Isolation and characterization of a novel lignocellulosic fiber from Butea monosperma as a sustainable material for lightweight polymer composite applications

Currently, one of the most challenging tasks for the scientific community is to identify a novel material that can replace petrochemical products. It is needed for the identification of novel natural fibers that can be used in polymer composites, enabling a better combination of polymers and fiber for a wide range of applications. In this regard, experimental investigations were conducted on Butea monosperma fiber (BMF) to understand its chemical, physical, and thermal properties.

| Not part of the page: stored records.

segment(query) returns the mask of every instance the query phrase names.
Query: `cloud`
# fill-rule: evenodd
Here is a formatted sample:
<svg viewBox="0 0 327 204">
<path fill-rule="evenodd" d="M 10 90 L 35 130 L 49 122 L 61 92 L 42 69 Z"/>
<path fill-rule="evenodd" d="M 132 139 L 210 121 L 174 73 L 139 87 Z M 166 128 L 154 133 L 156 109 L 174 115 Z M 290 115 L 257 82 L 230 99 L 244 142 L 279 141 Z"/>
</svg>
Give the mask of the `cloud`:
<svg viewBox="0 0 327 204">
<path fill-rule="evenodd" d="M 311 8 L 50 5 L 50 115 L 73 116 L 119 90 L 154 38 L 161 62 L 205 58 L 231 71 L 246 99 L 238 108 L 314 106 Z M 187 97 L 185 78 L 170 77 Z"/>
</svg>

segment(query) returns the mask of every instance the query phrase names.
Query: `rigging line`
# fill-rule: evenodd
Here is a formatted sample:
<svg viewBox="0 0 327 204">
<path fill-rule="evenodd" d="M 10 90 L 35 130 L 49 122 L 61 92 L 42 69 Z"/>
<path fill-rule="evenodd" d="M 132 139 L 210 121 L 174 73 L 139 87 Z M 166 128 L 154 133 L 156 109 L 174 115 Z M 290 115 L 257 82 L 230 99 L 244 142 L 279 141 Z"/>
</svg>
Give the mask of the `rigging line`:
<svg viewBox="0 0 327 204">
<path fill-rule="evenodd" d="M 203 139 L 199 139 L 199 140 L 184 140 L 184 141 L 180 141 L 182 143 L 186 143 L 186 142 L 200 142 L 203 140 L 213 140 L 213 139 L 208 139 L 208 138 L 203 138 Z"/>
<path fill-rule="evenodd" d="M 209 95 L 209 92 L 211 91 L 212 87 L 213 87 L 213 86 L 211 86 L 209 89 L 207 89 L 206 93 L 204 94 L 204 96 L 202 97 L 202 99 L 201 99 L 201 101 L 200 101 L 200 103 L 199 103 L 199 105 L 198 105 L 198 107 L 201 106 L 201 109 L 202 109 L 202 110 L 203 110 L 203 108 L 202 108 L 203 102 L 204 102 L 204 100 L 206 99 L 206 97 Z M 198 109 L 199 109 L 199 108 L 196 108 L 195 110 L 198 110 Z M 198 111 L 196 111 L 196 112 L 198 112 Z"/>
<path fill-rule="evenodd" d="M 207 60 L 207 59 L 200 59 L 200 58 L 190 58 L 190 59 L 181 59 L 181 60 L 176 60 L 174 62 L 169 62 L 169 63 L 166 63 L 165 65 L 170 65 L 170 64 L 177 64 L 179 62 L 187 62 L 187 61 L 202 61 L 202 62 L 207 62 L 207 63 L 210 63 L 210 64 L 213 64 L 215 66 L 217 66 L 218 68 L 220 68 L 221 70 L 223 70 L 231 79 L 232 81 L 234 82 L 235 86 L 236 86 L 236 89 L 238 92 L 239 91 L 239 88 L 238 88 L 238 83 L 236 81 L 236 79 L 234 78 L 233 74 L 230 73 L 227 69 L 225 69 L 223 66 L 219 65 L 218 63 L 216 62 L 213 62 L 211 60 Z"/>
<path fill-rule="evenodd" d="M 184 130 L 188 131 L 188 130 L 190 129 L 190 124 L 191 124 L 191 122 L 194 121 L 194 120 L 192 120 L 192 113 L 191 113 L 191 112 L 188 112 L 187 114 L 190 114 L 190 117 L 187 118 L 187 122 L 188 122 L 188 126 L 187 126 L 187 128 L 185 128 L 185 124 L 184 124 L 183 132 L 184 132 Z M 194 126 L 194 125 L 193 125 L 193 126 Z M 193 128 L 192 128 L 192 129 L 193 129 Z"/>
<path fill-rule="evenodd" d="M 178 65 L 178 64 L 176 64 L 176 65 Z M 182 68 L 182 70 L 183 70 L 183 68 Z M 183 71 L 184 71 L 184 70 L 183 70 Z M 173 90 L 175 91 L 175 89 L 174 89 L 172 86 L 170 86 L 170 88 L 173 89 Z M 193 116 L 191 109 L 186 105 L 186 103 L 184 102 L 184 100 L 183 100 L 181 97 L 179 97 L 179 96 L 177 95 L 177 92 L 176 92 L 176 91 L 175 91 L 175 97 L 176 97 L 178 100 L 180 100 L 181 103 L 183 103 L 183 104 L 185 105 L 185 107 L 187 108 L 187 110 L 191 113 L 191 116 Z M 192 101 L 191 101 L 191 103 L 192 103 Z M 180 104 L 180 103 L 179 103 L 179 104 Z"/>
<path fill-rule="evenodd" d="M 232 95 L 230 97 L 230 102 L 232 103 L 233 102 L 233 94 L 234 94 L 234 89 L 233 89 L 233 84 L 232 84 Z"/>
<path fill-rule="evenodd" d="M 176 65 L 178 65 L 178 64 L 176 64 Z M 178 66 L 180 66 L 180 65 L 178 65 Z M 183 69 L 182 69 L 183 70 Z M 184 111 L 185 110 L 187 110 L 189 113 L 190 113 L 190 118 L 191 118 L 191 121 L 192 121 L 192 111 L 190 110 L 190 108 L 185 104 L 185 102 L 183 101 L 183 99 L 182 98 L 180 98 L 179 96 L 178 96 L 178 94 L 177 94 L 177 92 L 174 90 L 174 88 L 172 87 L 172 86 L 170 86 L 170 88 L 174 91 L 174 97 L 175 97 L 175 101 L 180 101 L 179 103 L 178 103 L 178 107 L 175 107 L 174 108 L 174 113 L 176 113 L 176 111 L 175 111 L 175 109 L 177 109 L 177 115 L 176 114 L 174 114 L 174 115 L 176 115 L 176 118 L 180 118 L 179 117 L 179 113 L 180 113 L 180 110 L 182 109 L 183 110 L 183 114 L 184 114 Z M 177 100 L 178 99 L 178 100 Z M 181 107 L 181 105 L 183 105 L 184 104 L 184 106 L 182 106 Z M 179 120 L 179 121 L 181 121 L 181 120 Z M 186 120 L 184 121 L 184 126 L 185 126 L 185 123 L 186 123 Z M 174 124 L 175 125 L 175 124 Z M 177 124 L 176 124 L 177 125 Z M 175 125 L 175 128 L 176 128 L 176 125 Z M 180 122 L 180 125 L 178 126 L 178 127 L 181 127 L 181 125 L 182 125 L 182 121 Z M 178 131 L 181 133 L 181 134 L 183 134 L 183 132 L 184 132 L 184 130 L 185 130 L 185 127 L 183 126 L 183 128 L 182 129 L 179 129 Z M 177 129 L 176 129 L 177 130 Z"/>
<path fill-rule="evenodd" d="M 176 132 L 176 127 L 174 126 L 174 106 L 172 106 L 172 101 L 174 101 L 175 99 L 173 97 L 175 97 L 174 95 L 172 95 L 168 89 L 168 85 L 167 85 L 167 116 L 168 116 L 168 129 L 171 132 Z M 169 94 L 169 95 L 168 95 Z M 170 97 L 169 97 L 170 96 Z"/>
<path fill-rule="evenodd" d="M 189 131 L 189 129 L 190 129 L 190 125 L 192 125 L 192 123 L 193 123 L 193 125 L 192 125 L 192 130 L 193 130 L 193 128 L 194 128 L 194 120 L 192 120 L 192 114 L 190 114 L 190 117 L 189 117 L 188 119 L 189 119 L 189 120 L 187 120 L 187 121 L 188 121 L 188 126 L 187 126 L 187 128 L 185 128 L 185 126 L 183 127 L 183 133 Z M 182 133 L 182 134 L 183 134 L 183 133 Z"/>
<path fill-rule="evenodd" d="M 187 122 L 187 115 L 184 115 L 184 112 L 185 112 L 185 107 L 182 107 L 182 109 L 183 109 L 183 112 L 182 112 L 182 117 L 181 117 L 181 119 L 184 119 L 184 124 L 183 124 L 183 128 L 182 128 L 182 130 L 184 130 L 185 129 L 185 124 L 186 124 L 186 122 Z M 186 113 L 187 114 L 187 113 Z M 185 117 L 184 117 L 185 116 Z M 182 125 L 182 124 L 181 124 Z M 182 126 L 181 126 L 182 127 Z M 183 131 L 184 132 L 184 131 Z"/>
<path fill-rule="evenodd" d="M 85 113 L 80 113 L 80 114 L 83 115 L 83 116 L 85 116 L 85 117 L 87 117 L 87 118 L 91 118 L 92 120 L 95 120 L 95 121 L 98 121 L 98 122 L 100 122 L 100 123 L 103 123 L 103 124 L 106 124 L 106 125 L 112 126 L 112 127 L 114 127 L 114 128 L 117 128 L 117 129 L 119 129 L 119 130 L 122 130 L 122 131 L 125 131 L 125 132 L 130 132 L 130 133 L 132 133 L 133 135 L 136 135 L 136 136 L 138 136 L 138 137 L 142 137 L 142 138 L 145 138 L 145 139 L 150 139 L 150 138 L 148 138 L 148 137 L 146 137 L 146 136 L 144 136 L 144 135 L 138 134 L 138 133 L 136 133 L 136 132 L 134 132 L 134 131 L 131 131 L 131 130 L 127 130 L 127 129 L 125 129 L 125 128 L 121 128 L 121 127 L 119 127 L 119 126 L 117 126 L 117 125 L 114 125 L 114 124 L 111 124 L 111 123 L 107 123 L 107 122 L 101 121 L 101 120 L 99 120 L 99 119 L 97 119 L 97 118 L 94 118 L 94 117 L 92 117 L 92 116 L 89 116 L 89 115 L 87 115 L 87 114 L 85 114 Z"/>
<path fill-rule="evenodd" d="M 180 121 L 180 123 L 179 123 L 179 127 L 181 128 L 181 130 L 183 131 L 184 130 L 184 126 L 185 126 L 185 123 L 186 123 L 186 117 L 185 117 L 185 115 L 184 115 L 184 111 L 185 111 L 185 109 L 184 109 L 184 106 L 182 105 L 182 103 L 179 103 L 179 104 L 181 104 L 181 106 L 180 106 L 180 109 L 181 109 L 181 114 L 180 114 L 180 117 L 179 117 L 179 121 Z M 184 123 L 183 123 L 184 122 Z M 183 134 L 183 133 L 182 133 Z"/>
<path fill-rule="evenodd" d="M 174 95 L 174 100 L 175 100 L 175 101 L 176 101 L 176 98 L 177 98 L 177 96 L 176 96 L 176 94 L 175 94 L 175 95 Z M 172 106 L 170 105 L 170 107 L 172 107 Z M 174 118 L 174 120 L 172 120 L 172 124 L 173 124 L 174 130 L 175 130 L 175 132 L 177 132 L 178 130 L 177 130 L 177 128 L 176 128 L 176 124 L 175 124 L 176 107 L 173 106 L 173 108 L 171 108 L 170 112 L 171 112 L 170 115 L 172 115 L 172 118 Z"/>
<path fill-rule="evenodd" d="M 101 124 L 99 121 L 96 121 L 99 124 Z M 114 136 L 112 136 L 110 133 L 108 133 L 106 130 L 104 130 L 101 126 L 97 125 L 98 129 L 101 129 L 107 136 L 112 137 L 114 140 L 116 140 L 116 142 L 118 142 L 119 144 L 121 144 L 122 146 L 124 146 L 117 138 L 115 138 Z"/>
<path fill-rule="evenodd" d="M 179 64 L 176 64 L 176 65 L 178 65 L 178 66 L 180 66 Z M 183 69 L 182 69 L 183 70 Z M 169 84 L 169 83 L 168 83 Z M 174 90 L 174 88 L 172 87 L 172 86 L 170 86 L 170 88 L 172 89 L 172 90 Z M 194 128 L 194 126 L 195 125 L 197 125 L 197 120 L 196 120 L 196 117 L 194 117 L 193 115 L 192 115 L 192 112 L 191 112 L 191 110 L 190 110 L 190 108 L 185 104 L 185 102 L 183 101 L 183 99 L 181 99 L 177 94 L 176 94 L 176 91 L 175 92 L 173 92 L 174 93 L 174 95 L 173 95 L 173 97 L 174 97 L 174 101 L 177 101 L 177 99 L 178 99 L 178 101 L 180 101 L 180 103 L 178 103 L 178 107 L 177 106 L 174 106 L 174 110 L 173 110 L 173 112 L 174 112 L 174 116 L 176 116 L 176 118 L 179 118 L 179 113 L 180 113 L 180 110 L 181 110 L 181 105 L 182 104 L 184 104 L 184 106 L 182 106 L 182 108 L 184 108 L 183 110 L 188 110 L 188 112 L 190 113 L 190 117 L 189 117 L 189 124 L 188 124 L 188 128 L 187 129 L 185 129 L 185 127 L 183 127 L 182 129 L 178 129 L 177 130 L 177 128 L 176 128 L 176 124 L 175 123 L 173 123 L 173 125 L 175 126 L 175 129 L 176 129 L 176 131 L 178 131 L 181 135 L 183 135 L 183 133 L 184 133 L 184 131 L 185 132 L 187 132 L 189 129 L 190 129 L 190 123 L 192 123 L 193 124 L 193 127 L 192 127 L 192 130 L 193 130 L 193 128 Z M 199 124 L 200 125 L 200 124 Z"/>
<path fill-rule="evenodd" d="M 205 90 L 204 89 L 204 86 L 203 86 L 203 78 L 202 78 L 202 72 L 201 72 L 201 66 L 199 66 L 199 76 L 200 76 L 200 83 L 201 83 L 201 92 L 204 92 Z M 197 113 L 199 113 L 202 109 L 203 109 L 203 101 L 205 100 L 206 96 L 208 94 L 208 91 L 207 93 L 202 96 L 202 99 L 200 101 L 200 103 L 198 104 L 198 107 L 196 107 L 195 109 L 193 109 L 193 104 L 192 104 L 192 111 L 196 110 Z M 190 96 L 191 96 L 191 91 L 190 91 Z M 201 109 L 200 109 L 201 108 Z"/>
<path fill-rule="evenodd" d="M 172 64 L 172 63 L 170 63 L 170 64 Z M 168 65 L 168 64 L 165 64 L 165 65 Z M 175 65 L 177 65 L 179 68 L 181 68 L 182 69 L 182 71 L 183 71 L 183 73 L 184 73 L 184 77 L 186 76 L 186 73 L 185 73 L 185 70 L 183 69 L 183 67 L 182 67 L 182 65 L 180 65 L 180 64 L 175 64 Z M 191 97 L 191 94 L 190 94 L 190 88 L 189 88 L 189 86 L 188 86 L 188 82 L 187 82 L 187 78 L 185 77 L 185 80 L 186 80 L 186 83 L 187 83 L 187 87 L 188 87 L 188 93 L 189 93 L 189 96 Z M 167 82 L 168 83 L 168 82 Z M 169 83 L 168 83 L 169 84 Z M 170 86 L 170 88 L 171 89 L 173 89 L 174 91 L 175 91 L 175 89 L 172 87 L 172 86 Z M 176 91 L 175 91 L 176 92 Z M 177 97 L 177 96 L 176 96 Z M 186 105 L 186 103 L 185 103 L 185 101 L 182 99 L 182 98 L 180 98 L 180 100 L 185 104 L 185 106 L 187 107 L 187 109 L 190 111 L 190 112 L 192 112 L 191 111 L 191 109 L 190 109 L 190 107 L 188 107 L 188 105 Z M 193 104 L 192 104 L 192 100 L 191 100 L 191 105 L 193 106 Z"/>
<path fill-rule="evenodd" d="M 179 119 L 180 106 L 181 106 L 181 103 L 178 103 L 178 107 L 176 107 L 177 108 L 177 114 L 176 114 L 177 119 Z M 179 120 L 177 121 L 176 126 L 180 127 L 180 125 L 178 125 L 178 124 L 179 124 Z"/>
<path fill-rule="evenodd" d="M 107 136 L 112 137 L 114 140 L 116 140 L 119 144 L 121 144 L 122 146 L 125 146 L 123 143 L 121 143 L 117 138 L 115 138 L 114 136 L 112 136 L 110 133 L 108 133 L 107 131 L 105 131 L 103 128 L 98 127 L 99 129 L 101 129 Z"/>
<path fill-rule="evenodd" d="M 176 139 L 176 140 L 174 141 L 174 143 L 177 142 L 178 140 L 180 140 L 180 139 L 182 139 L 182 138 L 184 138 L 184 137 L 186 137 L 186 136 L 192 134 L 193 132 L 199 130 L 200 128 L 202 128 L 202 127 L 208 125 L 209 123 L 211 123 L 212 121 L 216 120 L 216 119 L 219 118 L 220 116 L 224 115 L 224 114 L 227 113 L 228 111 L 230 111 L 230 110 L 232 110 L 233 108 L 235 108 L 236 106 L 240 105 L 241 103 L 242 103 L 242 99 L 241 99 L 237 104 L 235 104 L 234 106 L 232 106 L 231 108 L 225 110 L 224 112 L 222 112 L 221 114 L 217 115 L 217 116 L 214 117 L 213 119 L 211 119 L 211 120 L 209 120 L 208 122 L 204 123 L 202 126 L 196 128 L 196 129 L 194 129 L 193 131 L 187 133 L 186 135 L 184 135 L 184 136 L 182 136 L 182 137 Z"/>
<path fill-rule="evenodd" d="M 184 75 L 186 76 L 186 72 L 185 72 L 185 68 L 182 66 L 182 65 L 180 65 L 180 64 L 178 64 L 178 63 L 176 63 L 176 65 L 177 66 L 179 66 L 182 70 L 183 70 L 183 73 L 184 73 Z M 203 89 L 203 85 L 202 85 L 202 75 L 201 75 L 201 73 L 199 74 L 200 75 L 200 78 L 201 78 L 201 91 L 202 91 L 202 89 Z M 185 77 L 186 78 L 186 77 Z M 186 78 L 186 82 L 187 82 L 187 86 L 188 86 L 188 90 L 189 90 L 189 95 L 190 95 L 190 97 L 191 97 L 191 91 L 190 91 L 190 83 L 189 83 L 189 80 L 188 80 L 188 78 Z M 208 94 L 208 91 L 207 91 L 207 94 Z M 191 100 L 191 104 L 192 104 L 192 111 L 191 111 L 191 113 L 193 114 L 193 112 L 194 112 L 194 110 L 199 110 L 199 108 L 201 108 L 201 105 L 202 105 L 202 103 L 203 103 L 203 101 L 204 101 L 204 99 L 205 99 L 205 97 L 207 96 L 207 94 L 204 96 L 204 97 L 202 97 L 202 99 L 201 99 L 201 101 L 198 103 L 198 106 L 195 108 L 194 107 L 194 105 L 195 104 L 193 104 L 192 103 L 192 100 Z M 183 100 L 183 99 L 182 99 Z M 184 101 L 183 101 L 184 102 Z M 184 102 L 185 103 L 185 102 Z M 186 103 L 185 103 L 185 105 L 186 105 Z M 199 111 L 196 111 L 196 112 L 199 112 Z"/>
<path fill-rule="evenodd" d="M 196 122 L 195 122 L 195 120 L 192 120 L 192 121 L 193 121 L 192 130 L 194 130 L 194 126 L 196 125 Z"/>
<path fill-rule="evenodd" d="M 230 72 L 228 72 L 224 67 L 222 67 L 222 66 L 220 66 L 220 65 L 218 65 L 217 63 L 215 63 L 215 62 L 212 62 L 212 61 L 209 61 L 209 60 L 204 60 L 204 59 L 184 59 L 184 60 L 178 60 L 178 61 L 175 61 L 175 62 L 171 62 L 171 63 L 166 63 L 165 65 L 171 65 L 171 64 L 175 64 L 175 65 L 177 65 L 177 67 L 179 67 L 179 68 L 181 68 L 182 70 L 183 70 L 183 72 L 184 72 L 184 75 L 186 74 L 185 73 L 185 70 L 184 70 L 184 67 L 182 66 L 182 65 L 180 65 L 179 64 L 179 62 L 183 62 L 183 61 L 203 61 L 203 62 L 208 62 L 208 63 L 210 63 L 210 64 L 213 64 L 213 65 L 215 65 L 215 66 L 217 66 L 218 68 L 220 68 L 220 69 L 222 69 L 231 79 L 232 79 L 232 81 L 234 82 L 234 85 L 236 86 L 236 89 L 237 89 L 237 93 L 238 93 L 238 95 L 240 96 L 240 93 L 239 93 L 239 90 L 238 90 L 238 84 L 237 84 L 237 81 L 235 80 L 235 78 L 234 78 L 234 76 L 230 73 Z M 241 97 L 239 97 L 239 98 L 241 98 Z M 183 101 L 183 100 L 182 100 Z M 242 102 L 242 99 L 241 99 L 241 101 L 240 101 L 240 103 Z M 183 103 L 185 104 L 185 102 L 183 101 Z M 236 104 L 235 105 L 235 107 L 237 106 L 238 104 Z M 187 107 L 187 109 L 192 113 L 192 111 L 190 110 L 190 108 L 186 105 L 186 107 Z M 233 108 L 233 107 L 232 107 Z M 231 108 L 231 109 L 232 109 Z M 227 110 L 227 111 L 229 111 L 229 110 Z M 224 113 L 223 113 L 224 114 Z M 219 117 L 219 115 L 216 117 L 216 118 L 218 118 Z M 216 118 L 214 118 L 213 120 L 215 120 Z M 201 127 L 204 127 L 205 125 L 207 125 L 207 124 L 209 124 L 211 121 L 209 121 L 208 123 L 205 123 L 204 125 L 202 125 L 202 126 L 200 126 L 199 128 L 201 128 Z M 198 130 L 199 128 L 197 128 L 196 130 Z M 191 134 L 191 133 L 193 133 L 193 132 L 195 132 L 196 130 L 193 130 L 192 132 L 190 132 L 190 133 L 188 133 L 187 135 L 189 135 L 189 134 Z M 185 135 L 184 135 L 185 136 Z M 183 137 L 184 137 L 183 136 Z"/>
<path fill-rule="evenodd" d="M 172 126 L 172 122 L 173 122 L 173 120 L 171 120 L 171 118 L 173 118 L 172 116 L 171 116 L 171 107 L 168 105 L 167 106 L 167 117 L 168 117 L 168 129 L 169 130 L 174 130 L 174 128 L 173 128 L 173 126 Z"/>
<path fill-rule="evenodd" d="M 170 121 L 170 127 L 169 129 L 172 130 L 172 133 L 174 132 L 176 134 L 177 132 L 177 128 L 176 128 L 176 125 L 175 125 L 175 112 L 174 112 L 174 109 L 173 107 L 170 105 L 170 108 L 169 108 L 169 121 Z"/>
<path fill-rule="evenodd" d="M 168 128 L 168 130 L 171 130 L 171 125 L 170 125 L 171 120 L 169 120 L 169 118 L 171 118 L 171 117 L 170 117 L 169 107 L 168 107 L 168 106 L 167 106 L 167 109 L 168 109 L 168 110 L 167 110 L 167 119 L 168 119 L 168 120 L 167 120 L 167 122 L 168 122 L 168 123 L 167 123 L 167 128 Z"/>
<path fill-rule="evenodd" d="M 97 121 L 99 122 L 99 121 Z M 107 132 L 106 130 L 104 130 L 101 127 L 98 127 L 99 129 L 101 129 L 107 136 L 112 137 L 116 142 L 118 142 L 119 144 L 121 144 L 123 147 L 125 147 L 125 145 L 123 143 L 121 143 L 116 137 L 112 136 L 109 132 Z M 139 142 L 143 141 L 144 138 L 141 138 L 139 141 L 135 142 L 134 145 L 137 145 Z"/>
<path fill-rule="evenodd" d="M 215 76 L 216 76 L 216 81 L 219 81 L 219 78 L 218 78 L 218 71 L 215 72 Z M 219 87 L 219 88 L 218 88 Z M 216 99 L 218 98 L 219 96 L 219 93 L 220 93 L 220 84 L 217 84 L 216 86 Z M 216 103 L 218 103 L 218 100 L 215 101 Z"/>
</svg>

The chemical composition of BMF showed a significant cellulose (63.49%), lignin (17.58%), hemicellulose (18.16%), moisture (8.85%), and pectin (4.87%) content and minimum amounts of wax (0.26%) and ash (3.79%). X-ray diffraction XRD analysis showed that the BMF has a good crystallinity index of 79.993% and a crystallite size of 7.40 nm. The surface morphology, roughness, and elemental composition of the BMF were measured using scanning electron microscopy, atomic force microscopy, and energy-dispersive spectroscopy. Thermal properties of BMF were measured by thermogravimetric analysis and differential scanning calorimetry. The results showed thermal stability up to 296.14 degrees C and a degradation temperature of 365 degrees C, which makes it suitable for polymer composite fabrication. The chemical functional groups present in the BMF were identified using Fourier transform infrared analysis. The density of the BMF was 370 kg/m(3), which was lower than that of existing fibers and showed good tensile properties. Compared with other recent scientific studies, the results showed that BM is best fit for reinforcement in natural fiber polymer composite materials and biocomposites.